1. A method for intrusion control, comprising: receiving at least one alert representative of an occurrence of a suspected attack; and determining whether to perform an active validation of the occurrence of an attack.
2. The method according to claim 1 comprising assessing a certainty level of the occurrence of the attack.
3. The method according to claim 2 wherein the determining is responsive to the certainty level.
4. The method according to claim 1 further comprising actively validating the occurrence of the attack in response to the determining.
5. The method according to claim I further comprising mitigating the attack.

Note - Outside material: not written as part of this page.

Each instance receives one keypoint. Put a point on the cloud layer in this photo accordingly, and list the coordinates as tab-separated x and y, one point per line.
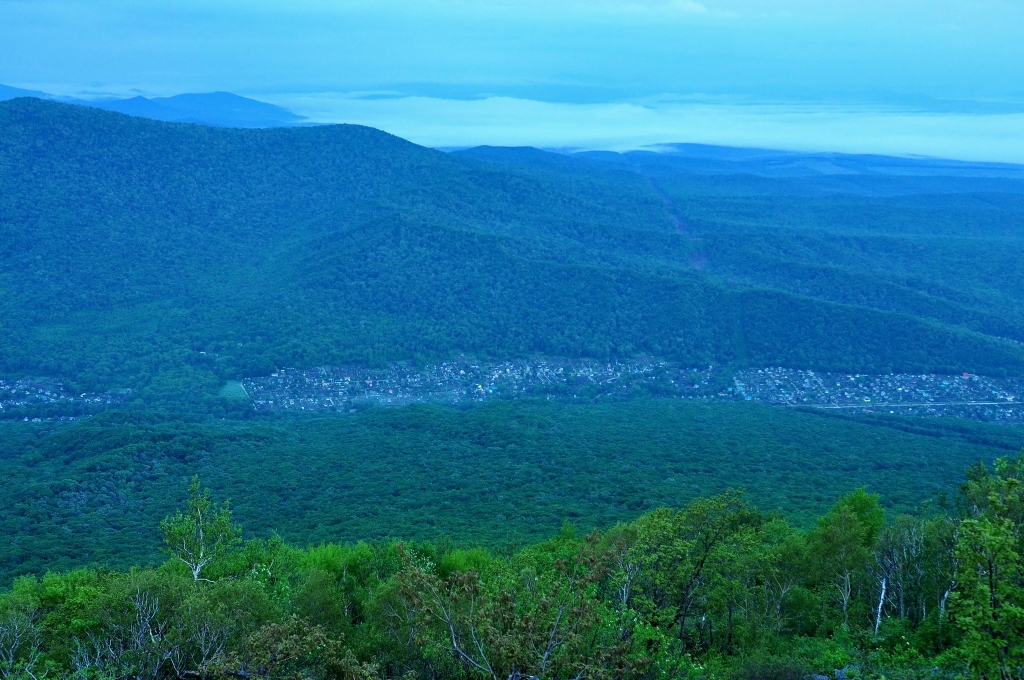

6. The method according to claim 5 wherein the mitigating comprises providing at least one false representation of defense capabilities of a computerized system.
7. The method according to claim 5 wherein the mitigating comprises providing a false representation of a patched computerized system.
8. The method according to claim 5 wherein the mitigating is designed such as to reduce the possibility of alerting the attacker.
9. The method according to claim 1 further comprising buffering traffic from a suspected attacker while performing the active validation.
10. The method of claim 1 further comprising redirecting traffic from a user to a computerized system if the traffic is regarded as a legitimate traffic.
11. The method of claim 1 wherein the active validation comprises multiple validating stages that differ by their intrusiveness.
12. The method according to claim 1 wherein the active validation comprises multiple validating stages that differ by a level of quality of service provided to the user.
13. The method according to claim 1 further comprising determining whether a user that generated the traffic is an attacker.
14. The method according to claim 13 wherein the active validation is responsive to the determination of whether the user is an attacker.
15. The method according to claim 1 further comprising determining a response on a session basis.
16. The method according to claim 15 wherein determining the response is affected from a determination of whether a session was originated by an attacker.
17. The method according to claim 1 wherein the active validation uses one or more sessions opened by an attacker.
18. A method for intrusion control, comprising: determining an occurrence of an attack; and mitigating the attack by providing false information representative of a defense capability of a computerized system.
19. The method according to claim 18 further comprising dynamic masquerading.
20. The method according to claim 18 wherein the mitigating is designed such as to reduce the possibility of alerting the attacker.
21. The method according to claim 18 wherein the determining an occurrence of an attack comprises active validation.
22. A method for intrusion control, comprising: receiving traffic over a session opened between a user and a computerized system; and controlling the session while determining whether the traffic is a part of an attack.
23. The method according to claim 22 wherein the controlling comprises emulating a response of the computerized system.
24. The method according to claim 22 wherein the controlling comprises selectively proxying a portion of the traffic to the computerized system.
25. The method according to claim 22 wherein the controlling comprises providing non-valuable information to the user while determining whether the traffic is a part of an attack.
26. The method according to claim 22 further comprising reconnecting between the user and the computerized system if the traffic is not a part of an attack.
27. The method according to claim 22 wherein the controlling comprises tracking a status of traffic such as to facilitate reconnecting the session opened between the user and the computerized system once the determination ended.
28. The method according to claim 22 wherein the determining comprises determining whether to perform an active validation of the occurrence of an attack.
29. The method according to claim 22 further comprising mitigating an attack by providing false information representative of a defense capability of a computerized system.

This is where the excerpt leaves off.